Dix minutes d’inquiétude suivirent le départ de Jasper, qui disparut dans l’obscurité sans faire plus de bruit que s’il eût été englouti dans le courant, et avant que Mabel eût pu se persuader qu’il se hasardât seul à une entreprise que son imagination lui représentait comme particulièrement dangereuse. Pendant ce temps l’autre pirogue continua à suivre le courant sans que personne parlât, on pourrait même presque dire sans que personne respirât, tant chacun désirait entendre le moindre son qui pourrait partir du rivage. Mais il régnait toujours le même silence qu’auparavant, un silence solennel et l’on pourrait dire sublime. L’eau qui frappait contre quelques obstacles et les branches que le vent agitait, produisaient le seul bruit qui interrompît le sommeil de la forêt. Enfin on entendit encore, quoique faiblement, quelques branches sèches se briser, et Pathfinder crut entendre le son étouffé de quelques voix.

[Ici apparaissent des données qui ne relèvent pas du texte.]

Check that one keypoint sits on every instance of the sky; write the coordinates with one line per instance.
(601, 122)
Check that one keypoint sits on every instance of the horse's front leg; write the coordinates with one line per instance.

— Je puis me tromper, — dit-il, — car l’imagination se figure souvent ce que le cœur désire, mais ce son me paraît être celui de la voix du Grand-Serpent.

— Les morts reviennent-ils chez les sauvages ? — demanda Cap.

— Oui, oui, et ils chassent aussi ; mais ce n’est que dans le pays des esprits. Une peau-rouge n’a plus rien de commun avec la terre quand le souffle de la vie a abandonné son corps. Il n’est pas dans sa nature de rôder autour de son wigwam quand son heure est passée.

— Je vois quelque chose sur l’eau, — dit Mabel à voix basse ; car ses yeux n’avaient pas cessé de chercher à percer à travers l’obscurité depuis que Jasper avait disparu.